While there, I picked up a copy of their excellent magazine: Risk Management Professional – www.rmprofessional.com.
A couple of articles in their Risk Appetite column, from the March and September issues, caught my eye.
In the March issue, Philip Martin (page 22 at this link) started the discussion. He is chairman of the Institute of Operational Research (IOR) and clearly a respected thought leader on this topic.
I have always stressed that a risk appetite statement has no value unless you can measure actual risk levels against it, which lets you take action to manage the level of risk you take. Philip provides two examples of how this can be articulated.

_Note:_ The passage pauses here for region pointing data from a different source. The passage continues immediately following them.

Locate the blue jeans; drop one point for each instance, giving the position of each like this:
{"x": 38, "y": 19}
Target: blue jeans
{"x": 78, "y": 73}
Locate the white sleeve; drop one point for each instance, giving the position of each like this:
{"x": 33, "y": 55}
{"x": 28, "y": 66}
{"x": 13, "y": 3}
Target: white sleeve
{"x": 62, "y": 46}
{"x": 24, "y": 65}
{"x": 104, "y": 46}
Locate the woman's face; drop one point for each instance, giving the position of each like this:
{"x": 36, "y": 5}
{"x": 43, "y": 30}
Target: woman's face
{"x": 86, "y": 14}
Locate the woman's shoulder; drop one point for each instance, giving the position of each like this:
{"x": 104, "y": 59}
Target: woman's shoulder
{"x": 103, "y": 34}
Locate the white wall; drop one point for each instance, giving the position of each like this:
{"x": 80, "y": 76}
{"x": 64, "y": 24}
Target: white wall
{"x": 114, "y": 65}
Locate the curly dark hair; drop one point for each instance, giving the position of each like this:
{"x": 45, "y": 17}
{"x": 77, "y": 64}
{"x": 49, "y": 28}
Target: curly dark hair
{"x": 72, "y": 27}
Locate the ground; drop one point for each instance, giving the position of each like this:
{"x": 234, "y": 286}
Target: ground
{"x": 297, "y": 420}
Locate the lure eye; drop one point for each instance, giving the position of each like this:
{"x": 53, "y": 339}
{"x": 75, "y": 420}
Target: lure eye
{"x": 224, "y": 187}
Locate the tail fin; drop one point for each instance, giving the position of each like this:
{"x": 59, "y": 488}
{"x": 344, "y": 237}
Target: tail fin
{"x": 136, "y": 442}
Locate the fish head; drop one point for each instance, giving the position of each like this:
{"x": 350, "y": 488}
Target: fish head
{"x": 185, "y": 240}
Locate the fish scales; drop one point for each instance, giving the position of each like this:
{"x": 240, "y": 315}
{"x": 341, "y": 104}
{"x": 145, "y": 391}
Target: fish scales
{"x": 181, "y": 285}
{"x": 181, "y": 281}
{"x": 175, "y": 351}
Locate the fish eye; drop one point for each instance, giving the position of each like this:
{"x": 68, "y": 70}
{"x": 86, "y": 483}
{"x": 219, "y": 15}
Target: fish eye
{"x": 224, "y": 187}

- “We will invest a percentage of our funds in a particular asset and sell it when the price reaches X or drops to Y: our portfolio will be made up of A% equities, B% bonds and C% cash across certain sectors”
- “We will lend specific amounts to particular sectors and in certain geographic territories”
Philip closes his short article with a reference to an IOR paper – available at http://www.ior-institute.org.
In the September issue, Richard Archer picks up the discussion. I like his explanation of the difference between risk appetite and risk tolerance (the first is the level of risk you pursue to make profit, the second is how much you can tolerate before financial or other distress), as well as the discussion of practical challenges when setting risk appetite/tolerance levels.
Questions for you:
- Has your organization set risk appetite or tolerance limits?
- Are actual levels measured and compared to the limits?
- Are they communicated to all who need to act on them?
- Can you share your successes, recommendations, etc?